Surtout, Genet a fait jouer devant la littérature le savoir de l’écrivain qu’il a été. Un savoir fait de convictions intimes, et donc un savoir tranchant. Il ne lisait jamais Rimbaud ou Dostoïevski sans énoncer un jugement qui pouvait sembler définitif, une loi poétique ou une intuition majeure. On se souviendra de l’énoncé énigmatique auquel il est arrivé après la lecture attentive des Freères Karamazov : « Il me semble après cette lecture, que tout roman, poème, tableau, musique, qui ne se détruit pas, je veux dire qui ne se construit pas comme un jeu de massacre dont il serait l’une des têtes, est une imposture. » Comme devant les œuvres et les personnalités artistiques de Giacometti et de Rembrandt, l’intelligence littéraire de Genet semble avoir viser l’extrême singularité de l’écrivain. Celle qui fait tenir en un énoncé complexe et difficile toute la logique interne de l’œuvre. Pour cela, il lui fallait détacher son propre regard, désenlacer le familier et l’étranger, les choses connues et les choses nouvelles, et marquer la distance entre ce qu’il savait — ce qu’il avait appris à savoir — et le savoir de l’autre, capable de surmonter le temps et la distance. Chaque fois, il ne s’agissait pas seulement de saisir ce que l’autre avait su voir, mais de lui prendre quelque chose (geste du voleur) qui est une vérité intime, un regard sur l’existence. Mais ce savoir, comment l’a-t-il compris ? Et qu’en faisait-il ? Que devenait la littérature sous l’angle de son regard ?

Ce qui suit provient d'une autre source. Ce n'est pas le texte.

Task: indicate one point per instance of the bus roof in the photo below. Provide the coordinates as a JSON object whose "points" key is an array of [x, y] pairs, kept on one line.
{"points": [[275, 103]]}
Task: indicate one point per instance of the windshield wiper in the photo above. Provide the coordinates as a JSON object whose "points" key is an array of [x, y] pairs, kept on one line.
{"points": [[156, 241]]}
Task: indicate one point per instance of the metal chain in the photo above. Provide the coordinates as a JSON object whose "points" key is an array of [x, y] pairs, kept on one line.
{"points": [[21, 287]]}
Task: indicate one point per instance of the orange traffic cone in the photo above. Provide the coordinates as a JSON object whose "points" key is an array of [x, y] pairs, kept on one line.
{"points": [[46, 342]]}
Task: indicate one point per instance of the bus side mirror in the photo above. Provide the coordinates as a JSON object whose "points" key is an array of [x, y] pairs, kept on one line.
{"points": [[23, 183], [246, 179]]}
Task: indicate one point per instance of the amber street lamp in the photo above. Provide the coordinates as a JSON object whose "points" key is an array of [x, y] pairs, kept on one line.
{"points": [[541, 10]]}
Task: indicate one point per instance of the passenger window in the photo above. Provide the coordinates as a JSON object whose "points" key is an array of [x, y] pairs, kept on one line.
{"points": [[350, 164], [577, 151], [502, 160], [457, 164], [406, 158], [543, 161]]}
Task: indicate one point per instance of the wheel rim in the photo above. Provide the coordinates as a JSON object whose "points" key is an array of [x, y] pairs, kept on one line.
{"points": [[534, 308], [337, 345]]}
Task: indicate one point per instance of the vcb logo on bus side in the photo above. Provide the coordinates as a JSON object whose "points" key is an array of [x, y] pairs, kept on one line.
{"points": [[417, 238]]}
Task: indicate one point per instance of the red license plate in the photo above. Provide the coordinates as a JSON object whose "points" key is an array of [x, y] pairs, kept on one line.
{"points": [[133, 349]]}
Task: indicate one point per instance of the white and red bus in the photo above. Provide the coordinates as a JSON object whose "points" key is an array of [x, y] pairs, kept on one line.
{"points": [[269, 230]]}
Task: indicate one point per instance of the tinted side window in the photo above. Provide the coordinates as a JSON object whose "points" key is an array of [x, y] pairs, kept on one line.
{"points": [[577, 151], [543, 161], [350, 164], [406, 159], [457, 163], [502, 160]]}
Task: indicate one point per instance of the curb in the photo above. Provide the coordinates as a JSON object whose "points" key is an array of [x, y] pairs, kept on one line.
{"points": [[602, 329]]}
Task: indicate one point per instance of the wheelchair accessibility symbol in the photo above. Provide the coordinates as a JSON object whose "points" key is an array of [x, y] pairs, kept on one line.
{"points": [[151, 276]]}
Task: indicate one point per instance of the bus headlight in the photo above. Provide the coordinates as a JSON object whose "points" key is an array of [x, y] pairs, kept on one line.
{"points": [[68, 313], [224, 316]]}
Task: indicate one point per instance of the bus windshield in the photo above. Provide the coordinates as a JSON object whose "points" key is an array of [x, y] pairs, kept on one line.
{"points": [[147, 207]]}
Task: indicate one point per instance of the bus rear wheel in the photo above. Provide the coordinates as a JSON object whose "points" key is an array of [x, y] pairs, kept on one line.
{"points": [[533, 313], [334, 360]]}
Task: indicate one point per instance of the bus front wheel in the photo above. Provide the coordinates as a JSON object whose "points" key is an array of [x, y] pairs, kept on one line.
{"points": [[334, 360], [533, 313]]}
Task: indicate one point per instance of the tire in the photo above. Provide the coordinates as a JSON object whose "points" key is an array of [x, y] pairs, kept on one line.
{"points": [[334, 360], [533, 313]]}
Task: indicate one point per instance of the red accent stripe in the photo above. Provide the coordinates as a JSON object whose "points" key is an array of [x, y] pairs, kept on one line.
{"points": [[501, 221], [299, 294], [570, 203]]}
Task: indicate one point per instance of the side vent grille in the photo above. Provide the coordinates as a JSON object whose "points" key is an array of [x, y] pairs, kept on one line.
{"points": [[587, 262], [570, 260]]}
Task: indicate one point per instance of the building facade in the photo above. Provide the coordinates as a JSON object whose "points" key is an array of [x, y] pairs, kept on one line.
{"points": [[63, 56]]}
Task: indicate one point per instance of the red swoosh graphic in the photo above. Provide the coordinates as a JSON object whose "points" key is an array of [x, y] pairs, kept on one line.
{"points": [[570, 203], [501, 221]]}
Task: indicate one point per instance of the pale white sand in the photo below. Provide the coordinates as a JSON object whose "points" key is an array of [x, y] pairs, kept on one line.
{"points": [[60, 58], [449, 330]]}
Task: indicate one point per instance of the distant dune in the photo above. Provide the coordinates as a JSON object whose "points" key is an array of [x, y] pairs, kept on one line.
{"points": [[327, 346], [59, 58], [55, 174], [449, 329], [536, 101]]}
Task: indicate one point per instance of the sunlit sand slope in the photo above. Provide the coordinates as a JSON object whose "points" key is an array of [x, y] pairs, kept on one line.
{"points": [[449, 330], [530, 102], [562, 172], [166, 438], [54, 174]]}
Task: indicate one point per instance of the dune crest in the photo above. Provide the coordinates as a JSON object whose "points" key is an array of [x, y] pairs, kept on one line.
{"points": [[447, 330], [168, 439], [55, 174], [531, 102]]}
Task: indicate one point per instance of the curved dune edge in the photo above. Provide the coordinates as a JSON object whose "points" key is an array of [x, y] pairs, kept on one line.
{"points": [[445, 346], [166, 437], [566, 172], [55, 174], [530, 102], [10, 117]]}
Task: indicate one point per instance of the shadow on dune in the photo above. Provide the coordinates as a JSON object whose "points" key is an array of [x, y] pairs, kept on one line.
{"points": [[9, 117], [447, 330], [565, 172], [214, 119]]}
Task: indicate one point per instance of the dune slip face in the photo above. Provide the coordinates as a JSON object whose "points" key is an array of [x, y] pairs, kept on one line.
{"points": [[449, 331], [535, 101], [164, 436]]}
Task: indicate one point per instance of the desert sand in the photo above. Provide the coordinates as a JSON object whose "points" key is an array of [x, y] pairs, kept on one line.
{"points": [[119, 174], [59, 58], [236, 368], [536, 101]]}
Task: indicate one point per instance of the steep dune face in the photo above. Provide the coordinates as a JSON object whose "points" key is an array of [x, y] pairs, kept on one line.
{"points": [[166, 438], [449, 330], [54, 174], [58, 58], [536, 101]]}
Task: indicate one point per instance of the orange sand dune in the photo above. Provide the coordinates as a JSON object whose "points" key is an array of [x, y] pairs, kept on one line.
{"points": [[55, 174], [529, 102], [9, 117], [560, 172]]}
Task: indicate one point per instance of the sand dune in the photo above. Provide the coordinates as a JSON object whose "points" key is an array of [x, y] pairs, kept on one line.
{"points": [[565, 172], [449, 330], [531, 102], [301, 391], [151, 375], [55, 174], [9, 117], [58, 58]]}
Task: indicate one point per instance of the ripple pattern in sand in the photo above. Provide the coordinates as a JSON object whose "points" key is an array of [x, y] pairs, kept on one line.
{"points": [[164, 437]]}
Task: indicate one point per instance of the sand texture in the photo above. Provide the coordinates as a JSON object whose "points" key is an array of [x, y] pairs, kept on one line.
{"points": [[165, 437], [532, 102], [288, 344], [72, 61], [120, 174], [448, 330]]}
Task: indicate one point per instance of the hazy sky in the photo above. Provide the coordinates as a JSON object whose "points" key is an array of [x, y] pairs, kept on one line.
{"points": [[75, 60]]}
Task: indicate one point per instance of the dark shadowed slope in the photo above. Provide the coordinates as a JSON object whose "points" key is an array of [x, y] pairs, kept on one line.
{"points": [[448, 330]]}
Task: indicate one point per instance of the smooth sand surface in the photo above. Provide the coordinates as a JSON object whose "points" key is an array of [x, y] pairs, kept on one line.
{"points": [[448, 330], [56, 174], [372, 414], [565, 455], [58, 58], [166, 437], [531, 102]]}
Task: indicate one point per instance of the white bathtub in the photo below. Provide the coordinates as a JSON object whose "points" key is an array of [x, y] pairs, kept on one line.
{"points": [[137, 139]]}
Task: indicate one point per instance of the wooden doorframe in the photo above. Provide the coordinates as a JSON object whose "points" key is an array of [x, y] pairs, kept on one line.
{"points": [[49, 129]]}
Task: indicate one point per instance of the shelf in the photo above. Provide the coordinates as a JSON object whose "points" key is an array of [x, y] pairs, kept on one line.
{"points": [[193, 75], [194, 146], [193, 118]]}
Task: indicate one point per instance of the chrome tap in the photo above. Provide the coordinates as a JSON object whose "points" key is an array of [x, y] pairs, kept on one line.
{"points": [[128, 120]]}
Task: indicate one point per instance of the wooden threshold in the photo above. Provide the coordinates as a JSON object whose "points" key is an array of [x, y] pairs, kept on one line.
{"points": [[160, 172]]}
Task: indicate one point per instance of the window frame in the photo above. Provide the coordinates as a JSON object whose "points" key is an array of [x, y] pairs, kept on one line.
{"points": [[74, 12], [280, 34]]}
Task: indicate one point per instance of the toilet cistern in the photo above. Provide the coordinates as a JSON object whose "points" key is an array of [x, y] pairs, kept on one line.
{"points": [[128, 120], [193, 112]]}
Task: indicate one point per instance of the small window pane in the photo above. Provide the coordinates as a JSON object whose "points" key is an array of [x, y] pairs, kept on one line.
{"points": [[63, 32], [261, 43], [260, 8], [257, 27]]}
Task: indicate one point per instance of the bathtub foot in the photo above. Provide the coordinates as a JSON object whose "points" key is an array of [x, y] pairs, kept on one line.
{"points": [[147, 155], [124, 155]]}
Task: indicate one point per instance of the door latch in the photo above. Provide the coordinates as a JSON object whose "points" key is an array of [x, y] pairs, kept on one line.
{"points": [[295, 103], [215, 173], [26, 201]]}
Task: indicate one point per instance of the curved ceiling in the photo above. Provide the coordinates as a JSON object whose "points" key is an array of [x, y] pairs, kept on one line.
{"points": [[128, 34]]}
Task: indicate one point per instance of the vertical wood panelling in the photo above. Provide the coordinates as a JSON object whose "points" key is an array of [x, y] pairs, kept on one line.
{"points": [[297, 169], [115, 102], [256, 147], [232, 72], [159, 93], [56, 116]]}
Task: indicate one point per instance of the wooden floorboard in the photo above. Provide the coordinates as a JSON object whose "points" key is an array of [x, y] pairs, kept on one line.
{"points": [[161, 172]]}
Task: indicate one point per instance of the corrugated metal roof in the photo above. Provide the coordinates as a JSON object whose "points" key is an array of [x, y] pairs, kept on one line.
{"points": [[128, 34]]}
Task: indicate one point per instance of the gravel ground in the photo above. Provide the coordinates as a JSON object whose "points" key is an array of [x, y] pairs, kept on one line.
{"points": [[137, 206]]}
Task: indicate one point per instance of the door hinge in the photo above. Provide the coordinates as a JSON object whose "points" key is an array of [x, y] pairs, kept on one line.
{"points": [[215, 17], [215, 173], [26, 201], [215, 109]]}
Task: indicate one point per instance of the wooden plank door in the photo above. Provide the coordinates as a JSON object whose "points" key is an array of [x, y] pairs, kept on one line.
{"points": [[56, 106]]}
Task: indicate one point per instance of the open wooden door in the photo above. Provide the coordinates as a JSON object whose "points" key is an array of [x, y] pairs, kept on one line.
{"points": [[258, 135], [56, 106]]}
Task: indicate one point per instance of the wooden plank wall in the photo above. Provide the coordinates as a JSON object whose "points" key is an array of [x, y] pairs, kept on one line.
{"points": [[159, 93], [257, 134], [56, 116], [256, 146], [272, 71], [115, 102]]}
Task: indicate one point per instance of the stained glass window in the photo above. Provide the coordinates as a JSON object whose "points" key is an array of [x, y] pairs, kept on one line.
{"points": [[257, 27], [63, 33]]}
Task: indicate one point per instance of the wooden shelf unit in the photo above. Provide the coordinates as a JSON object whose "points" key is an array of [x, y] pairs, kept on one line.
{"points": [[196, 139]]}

Se demander ce que Jean Genet savait de la littérature, c’est au fond prendre au sérieux les lectures qu’il a fait et qui ont été pour lui des événements au sens le plus décisif du terme. Les lectures qui se sont imposées et qui ont fatalement tracé des lignes de référence et des lignes de certitude. C’est aussi se demander ce que Genet savait en écrivant, alors que chacune des œuvres qu’il a terminées ou qu’il a laissées inachevées, celles qu’il a reconnues ou celles qu’il a abandonnées, était un geste en direction de sa propre vérité poétique. Apparaissent alors toujours plus radicalement la complexité et la richesse d’une œuvre qui ne craint pas la difficulté de ses propres énoncés. Car il y a bel et bien, chez Genet, quelque chose comme des énoncés qui révèlent une logique parfois retorse, sinon subtile. Entendons par « énoncés » ce que la philosophie définit comme une connaissance et un jugement de vérité, mais aussi le produit, ou le résultat, de ce que Deleuze appelait les devenirs, les affects et les événements qui se retrouvent en quelque sorte compactés dans des phrases énigmatiques : « C’est seulement ces sortes de vérités, écrivait Genet, celles qui ne sont pas démontrables et même qui sont "fausses", celles que l’on ne peut conduire sans absurdité jusqu’à leur extrémité sans aller jusqu’à la négation d’elle et de soi, c’est celles-là qui doivent être exaltées par l’œuvre d’art ». Ou encore : « Il y a, il semble, mais je ne peux pas le démontrer, chez tout homme, tout homme, poète ou pas, poète ne veut pas dire grand-chose, mais chez tout homme comme, à un moment donné, quelque chose qui ressemble à un don prophétique sur soi, que lui-même ne voit pas. »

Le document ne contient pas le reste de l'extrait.